Dans cette perspective, l’accroissement des effectifs de l’OTAN – 30.000 Américains auxquels s’ajouteraient en définitive 9.000 soldats alliés – devrait s’accompagner d’un renforcement des capacités de l’armée et de la police afghanes dont les effectifs passeraient, pour la première, de 100 à 171.000, pour la seconde, de 96 à 134.000.

De même une amélioration de son efficacité devrait être obtenue par une intensification des actions de formation. A l’effort militaire devrait être jointe une ouverture politique pour «gagner les esprits et les coeurs» et rallier les talibans modérés en leur offrant un emploi convenablement rémunéré et en les associant à la construction du nouvel Afghanistan. Le président Karzaï convoquera un conseil tribal élargi – la Loya Jirga, pour parler des perspectives de paix.

Dans le même temps les Etats-Unis ont fermement rappelé à l’ordre les autorités pakistanaises en leur demandant une coopération  plus étroite avec les forces de l’OTAN.

Cette stratégie avalisée par le président Obama après de nombreux mois de réflexion a été de  fait communiquée, sans véritable concertation préalable, à ses partenaires de l’OTAN auxquels il a demandé appui et renforts militaires.

Il s’agit d’un compromis négocié au sein de l’administration américaine et qui a essayé de concilier préoccupations de politique intérieure et nécessités militaires. Si son élaboration a été laborieuse, sa mise en oeuvre sur le terrain frappe par sa rapidité.

Il est naturellement trop tôt pour en apprécier les résultats. Cependant, d’ores et déjà, elle appelle plusieurs commentaires.
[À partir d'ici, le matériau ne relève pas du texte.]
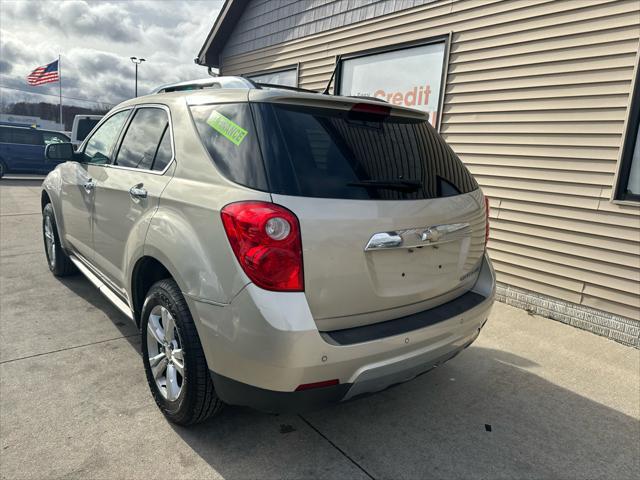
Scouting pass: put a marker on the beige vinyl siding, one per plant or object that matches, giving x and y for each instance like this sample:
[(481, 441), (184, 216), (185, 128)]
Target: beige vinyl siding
[(535, 101)]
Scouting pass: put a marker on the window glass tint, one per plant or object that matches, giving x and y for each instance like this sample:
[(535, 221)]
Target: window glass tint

L’offensive déclenchée dans la province du Helmand le 13 février, baptisée «Mushtarak» soit «Ensemble» en langue darie, est  sans doute parmi les plus importantes, tant par les moyens mis en œuvre – 15.000 combattants – que par  une participation inédite de l’Armée Nationale Afghane, aux opérations,  à hauteur de 2.500 hommes.

Le bilan des pertes côté talibans reste pour l’instant modeste, ceux-ci préférant le harcèlement à l’affrontement direct des troupes engagées. La résistance sur le terrain est cependant, malgré la disproportion des effectifs,  plus forte que prévue, notamment en milieu urbain. Cette opération fortement médiatisée semble ainsi poursuivre une finalité plus politique que militaire : il s’agit essentiellement d’afficher sa force et la bonne coopération entre l’Alliance et l’ANA, à laquelle on a laissé le soin de hisser le drapeau afghan sur les bâtiments publics de la ville reconquise de Marjah.
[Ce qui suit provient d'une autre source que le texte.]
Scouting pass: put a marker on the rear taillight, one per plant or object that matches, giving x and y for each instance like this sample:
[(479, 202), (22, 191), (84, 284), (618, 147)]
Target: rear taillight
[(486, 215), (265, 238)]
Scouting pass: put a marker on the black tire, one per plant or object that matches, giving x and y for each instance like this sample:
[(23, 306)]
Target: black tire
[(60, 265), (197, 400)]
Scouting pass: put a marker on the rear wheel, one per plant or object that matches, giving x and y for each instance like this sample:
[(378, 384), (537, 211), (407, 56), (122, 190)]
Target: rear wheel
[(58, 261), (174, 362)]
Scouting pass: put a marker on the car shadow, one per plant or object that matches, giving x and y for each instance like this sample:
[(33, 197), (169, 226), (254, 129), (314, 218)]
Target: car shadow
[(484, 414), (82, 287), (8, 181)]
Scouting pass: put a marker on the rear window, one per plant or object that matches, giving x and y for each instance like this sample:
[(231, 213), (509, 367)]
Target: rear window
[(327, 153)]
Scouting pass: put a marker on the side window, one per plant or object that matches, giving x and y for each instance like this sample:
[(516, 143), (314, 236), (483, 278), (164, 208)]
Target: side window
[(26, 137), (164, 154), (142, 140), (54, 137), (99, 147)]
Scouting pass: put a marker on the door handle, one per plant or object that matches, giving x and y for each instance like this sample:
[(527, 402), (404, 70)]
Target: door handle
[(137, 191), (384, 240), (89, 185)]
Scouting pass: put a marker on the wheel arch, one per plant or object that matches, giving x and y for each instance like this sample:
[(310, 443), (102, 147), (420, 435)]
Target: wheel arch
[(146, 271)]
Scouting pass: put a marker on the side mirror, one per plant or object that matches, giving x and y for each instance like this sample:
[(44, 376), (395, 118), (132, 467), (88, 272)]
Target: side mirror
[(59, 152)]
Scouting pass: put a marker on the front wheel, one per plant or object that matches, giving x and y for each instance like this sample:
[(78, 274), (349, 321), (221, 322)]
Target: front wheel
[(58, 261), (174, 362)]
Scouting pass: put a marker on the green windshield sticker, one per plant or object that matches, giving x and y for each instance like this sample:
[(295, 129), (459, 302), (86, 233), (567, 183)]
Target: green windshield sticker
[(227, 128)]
Le Pakistan, après les visites successives d’Hillary Clinton et de Robert Gates, affiche un appui nettement plus actif à l’Alliance que par le passé, tout en excluant une offensive contre les talibans afghans qui se trouvent dans la zone tribale du Waziristan Nord. Mais il entend bien réaffirmer ses intérêts en Afghanistan.
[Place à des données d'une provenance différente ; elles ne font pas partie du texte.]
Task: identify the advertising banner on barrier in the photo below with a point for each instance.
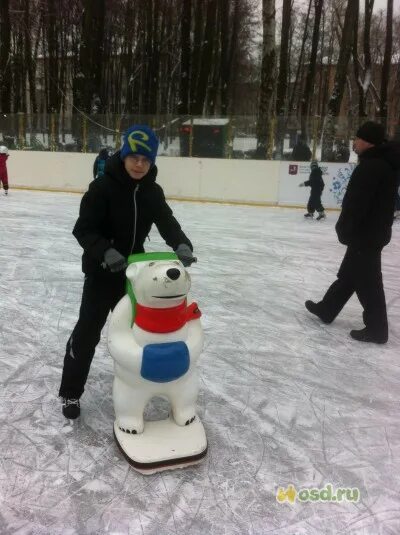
(335, 175)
A cet égard la conférence de presse tenue par le chef d’état-major, le général Kayani le 1er février à Islamabad, est sans ambiguïté. «Le Pakistan a des intérêts stratégiques à long terme et entend bien les conserver».

Cette affirmation intervient à un moment où l’Inde multiplie ouverture de consulats dans le pays et apporte aide humanitaire et financements pour réaliser des projets de développement. Cet activisme inquiète les autorités pakistanaises, dont «l’obsession indienne» reste prioritaire. Le général Kayani peut faire valoir, d’ores et déjà, deux succès majeurs à quelques jours d’intervalle.

En effet, l’attitude plus coopérative de l’armée pakistanaise, notamment des services de renseignements – l’ISI – qui associe à ses opérations la CIA, a déjà produit des résultats : la mort confirmée d’Hakimullah Mehsud, chef du Tarik-i-taliban, mouvement des talibans pakistanais, et l’arrestation dans un faubourg de Karachi, du mollah Abdul Ghani Baradar, numéro 2 et chef militaire des talibans afghans.

La négociation avec les talibans modérés, si tant est qu’ils existent, peine à s’engager sérieusement. Certes des contacts ont déjà eu lieu, notamment à Dubaï, mais ils semblent au point mort. L’Arabie saoudite, sollicitée, ne souhaite pas s’impliquer dans un tel processus. Le Pakistan pourrait être un intermédiaire valable mais il est suspect, sa distinction entre «bons» et «mauvais» talibans étant appréciée en fonction de ses propres intérêts.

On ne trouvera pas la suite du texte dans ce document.